Below are concrete, deployable use cases enabled by the paper’s text‑native representation (document→video, paragraph→sequence, sentence→shot), parameterized definitions (@mentions, #hashtags), inline/side‑bar agents, staged text→image→video pipeline, scoped/global styles, and inline previews. Findings from the diary study (faster idea‑to‑draft, improved coherence, clearer narrative structure) support practicality.

Rapid storyboarding and previsualization (Media/Entertainment, Software)
- Use the document as an executable storyboard: write scenes, insert shots, apply #cinematography tags, generate inline previews, export clips/JSON for NLEs.
- Tools/workflows: “Doc→Previz” authoring; variant shots for alt takes; JSON handoff to Premiere/Resolve; inline agent tweaks pacing.
- Assumptions/dependencies: Short-clip model limits (e.g., 8s shots); model predictability; API costs/latency; rights to generated media.
Social content and micro‑video production (Marketing, SMBs, Creators)
- Draft TikTok/Reels/YouTube Shorts directly in text; global “#all” brand style and @logo ensure consistency; A/B test with shot variants.
- Tools/workflows: Brand templates as #Style packs; one‑click resizing to series; inline audio prompts [SFX: whoosh].
- Assumptions/dependencies: Brand compliance checks; content safety filters; platform watermark/disclosure policies; audio/music licensing.
Corporate comms, trainings, and internal explainers (Enterprise/HR/Comms)
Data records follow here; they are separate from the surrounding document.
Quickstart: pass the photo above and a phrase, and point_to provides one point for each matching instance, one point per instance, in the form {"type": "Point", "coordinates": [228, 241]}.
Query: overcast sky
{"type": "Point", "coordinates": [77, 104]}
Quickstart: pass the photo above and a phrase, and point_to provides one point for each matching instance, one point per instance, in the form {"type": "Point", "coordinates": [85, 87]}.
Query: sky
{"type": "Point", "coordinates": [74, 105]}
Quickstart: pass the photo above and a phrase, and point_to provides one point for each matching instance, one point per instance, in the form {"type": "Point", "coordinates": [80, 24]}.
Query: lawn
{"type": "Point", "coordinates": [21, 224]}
- Convert policy drafts or SOPs into videos using scoped definitions for teams/regions; maintain consistency with global #Style and @BrandKit.
- Tools/workflows: “Policy→Video” doc templates; approval checkpoints via JSON export; clapper/paintbrush handles to selectively regenerate.
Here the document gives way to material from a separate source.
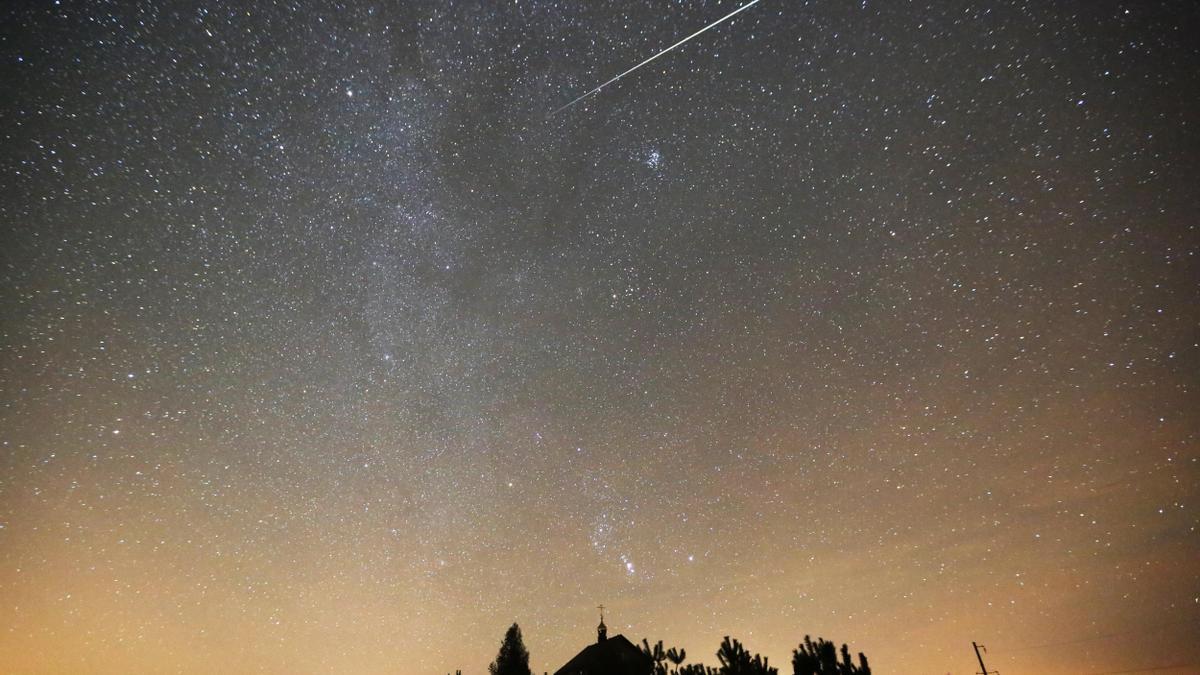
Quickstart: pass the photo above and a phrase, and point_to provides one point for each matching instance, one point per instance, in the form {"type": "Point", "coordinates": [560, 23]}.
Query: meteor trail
{"type": "Point", "coordinates": [720, 21]}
- Assumptions/dependencies: Governance, review workflows, legal approvals; secure model access and data residency; audit logs.
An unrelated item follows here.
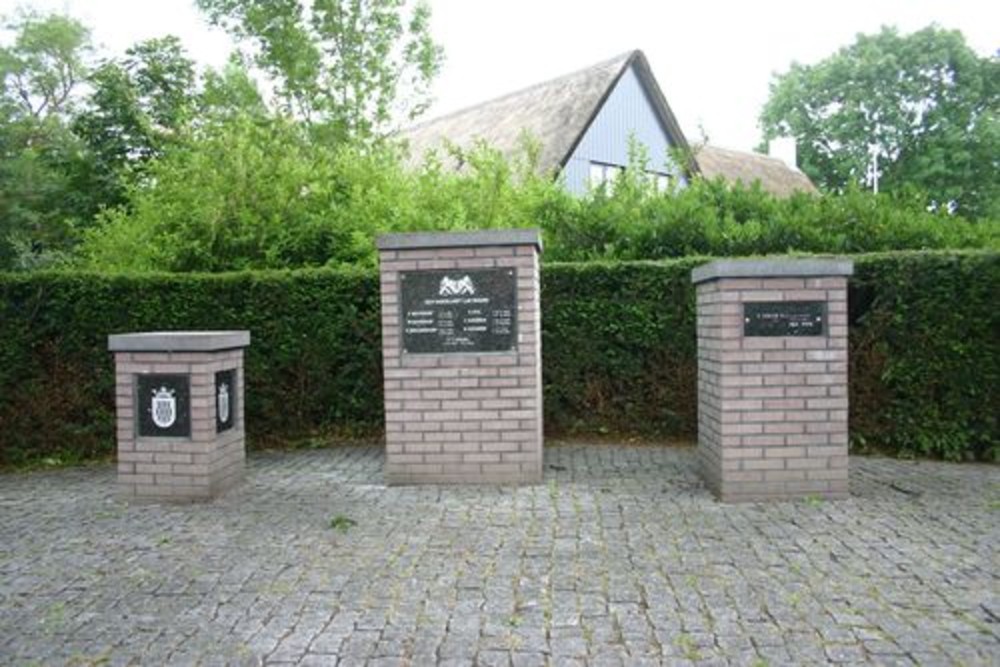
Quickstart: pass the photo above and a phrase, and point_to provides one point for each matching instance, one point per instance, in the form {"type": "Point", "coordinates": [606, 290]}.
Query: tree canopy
{"type": "Point", "coordinates": [348, 68]}
{"type": "Point", "coordinates": [923, 107]}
Classroom “write‑a‑video” assignments and lecture teasers (Education)
- Students/teachers write paragraphs that compile into explainer videos; reinforces narrative structure; novices benefit (as diary study suggests).
- Tools/workflows: LMS plug‑in; rubric tied to structure (paragraphs→sequences); definition libraries for historical periods or lab apparatus.
- Assumptions/dependencies: Budget for generation; content appropriateness; accessibility (captions, transcripts, color contrast).
UX/product demo and motion spec videos (Software/Product Design)
- Turn PRDs into walkthrough videos; @screens/@components as mentions; #CloseUp/#Pan to emphasize flows; export for stakeholder review.
- Tools/workflows: “Executable PRD” with inline shots; reference frames from design tools; JSON to motion teams.
- Assumptions/dependencies: UI fidelity via reference images; IP considerations for unreleased designs; version control.
Game narrative and cutscene prototyping (Gaming)
- Author cutscenes text‑first; keep @characters consistent across shots; quickly explore mood via #Style variants.
- Tools/workflows: Narrative doc→animatic; inline agent to “heighten tension” or “slow pacing”; JSON synced to game engine timeline.
- Assumptions/dependencies: Short‑form limits; art direction match; legal for placeholder audio.
Localization and transcreation (Localization/Globalization)
- Use headings to scope region‑specific #Styles and @Scenes; sidebar agent adapts story to locale with consistent assets.
- Tools/workflows: Multi‑locale sections per heading; variant batches per language; glossary bound to definitions.
- Assumptions/dependencies: Cultural review; translation quality; region‑specific rights and SFX/music usage.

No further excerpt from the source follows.